Corrosion, erosion and other forms of material degradation can cause critical damage to steel pipelines and riser systems, potentially resulting in health and safety hazards and costly repairs for oil and gas operators. Inspection technologies are available to evaluate pipeline integrity, and as a result, maximize the economic recovery of oil and gas reserves.
In regions with maturing oil and gas reserves it has become increasingly common for operators to adopt the method of inline inspection (ILI) to verify the status and integrity of aging pipelines. This is particularly common in the North Sea where the method allows for the operational lives of oil fields to be extended.
ILI uses tools called intelligent pigs, which are sent through pipelines to collect data on the pipeline wall thickness and to detect defects.
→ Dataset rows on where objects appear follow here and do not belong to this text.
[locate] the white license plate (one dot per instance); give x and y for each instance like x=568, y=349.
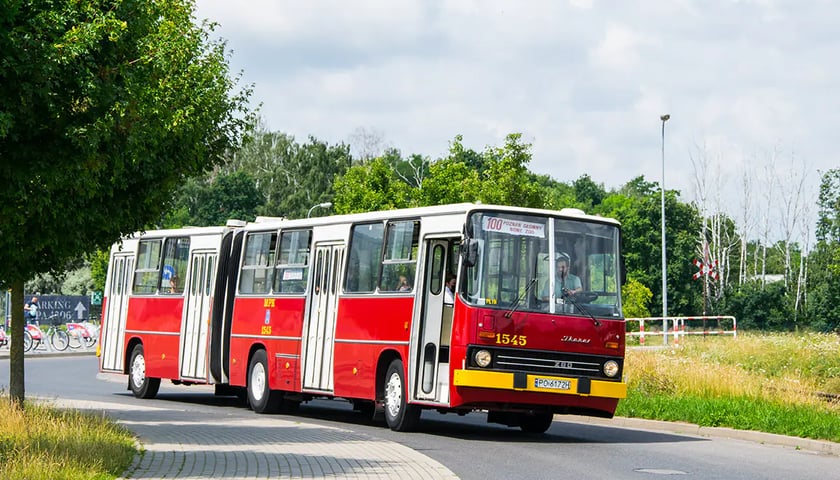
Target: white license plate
x=551, y=384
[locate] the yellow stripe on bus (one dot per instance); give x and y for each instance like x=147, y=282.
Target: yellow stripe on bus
x=504, y=381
This data is then used to assess the pipeline condition and establish if repair, maintenance or a change to the operating conditions is required.
Inline inspection is valuable throughout the life cycle of a project. Early in the pipeline’s life, particularly prior to start up, it can be used to detect manufacturing defects. This provides an original record against which future inspections can be correlated to show which features were already present and which were subsequently developed.
ILI may also be used on pipelines that did not originally envisage pigging. In mature fields, for example, increasing water cut, not present at the start up, may change conditions within the pipeline.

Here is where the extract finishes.